A família de Alexandre recebeu duas versões para seu falecimento. Uma foi a de suicídio com uma lâmina de barbear. A outra foi de atropelamento por um veículo na região do Brás, depois de fuga. No IML, os pais iriam descobrir que o corpo do filho havia sido enterrado como indigente no Cemitério de Perus com uma pá de cal sobre o corpo para acelerar sua decomposição. Apenas 10 anos depois da ocorrência, eles puderam resgatar seus restos mortais.

No dia 15 de março passado, o esqueleto de dinossauro e a rocha da exposição permanente do Instituto de Geociências da USP dividiram espaço com um ato público em que Alexandre recebeu sua anistia política e a família de Vladimir Herzog obteve um novo atestado de óbito, recuperando um atraso de 38 anos. A sessão foi concorrida por professores, estudantes, políticos, ativistas e tipos diversos de cidadãos interessados na história brasileira.

Rodas de conversa lembravam histórias a se registrar e um panfleto circulava distribuído de mão e em mão, informava sua procura por entrevistados para documentário dedicado a tema inédito na filmografia sobre a ditadura. Ivo Herzog, filho de “Vlado”, usou sua declaração para destacar a importância de haver um documento expedido por um juiz atestando a mentira da versão oficial de 1975 – a do suicídio. No novo texto, a causa da morte do então diretor de jornalismo da TV Cultura são as lesões e maus-tratos sofridos durante interrogatório no DOI-Codi, órgão ligado ao Exército.

Apesar de o estado de exceção ser fator de vergonha para um povo livre, até novembro de 2010, a comemoração do 31 de Março ainda constava do portal do Exército na internet e, em 2013, Clubes Militares continuam a homenagem a referida época. Basta consultar a manifestação assinada no Rio de Janeiro pelos presidentes do Clube Militar, do Clube da Aeronáutica e do Clube Naval. Não é à toa que o Grupo Tortura Nunca Mais (RJ) há 25 anos promove o Prêmio Chico Mendes, entregando o título a dez pessoas e entidades que tenham se destacado em lutas de resistência no Brasil e América Latina. A sessão desse ano será na Associação Brasileira de Imprensa (ABI) e um dos contemplados é o cineasta Silvio Tendler.

Para montar o mosaico dos anos de chumbo, é preciso se informar. As artes conseguem nos ajudar a interpretar de modo mais qualificado o período. Não perde o programa quem procura: (a) o doc “Cidadão Boilesen” (Chaim Litewski, 2009 / 92 min), um dos vencedores da 14ª edição do Festival Internacional de Documentários – É Tudo Verdade; (b) o drama “Cara ou coroa” (Ugo Giorgetti, 2012), com Walmor Chagas interpretando a cativante figura de um militar da reserva, herói da FEB; (c) o romance “K.”, de Bernardo Kucinski (Expressão Popular, 2011; R$ 18,00), menção honrosa do Prêmio Portugal Telecom de Literatura em 2012. Esta, por sinal, é uma narrativa de pai para filha.

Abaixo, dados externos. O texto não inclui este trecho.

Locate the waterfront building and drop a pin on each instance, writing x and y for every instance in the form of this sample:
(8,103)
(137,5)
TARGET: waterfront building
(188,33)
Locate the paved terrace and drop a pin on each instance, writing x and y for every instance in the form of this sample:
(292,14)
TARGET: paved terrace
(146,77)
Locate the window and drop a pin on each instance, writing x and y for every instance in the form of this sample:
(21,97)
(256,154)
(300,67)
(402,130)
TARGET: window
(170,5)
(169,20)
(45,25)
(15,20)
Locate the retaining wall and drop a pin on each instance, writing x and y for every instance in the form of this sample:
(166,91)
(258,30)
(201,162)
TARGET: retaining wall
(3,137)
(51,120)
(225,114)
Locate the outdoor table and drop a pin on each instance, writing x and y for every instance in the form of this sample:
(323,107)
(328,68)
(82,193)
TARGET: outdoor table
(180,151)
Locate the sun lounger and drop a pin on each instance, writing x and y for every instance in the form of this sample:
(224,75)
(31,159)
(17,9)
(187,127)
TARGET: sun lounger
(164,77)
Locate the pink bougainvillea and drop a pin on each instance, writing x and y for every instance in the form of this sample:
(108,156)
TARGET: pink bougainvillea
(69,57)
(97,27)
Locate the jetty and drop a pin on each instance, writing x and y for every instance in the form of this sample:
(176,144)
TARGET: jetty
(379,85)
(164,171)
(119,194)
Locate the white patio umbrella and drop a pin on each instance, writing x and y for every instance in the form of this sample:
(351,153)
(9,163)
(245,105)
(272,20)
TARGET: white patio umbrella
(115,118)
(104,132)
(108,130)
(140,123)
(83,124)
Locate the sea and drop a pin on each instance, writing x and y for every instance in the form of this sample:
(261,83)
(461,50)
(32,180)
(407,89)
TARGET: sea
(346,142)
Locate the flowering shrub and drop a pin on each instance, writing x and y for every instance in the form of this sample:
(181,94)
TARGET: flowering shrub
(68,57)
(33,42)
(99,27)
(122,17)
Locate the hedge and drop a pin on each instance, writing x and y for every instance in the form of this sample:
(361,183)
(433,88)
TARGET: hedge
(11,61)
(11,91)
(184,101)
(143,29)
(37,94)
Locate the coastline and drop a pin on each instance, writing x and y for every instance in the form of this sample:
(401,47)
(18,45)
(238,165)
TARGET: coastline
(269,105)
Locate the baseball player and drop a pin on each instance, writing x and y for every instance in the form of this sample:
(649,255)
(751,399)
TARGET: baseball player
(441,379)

Os atos públicos, as artes e o trabalho de pesquisadores têm permitido que, nos anos 2000, a mentira deixe de predominar em versões oficiais sobre o nosso passado recente. Afinal, não são apenas fatos políticos. O que está em jogo são histórias de vida, tanto das pessoas que se foram quanto daquelas que ficaram. Dar uma resposta para cada caso de morto ou desaparecido político é um dever do estado brasileiro. É o mínimo que se pode fazer.

Texto de Ben-Hur Demeneck

* O autor é jornalista formado pela Universidade Estadual de Ponta Grossa (UEPG) e doutorando em Ciências da Comunicação pela Escola de Comunicações e Artes da Universidade de São Paulo (ECA-USP).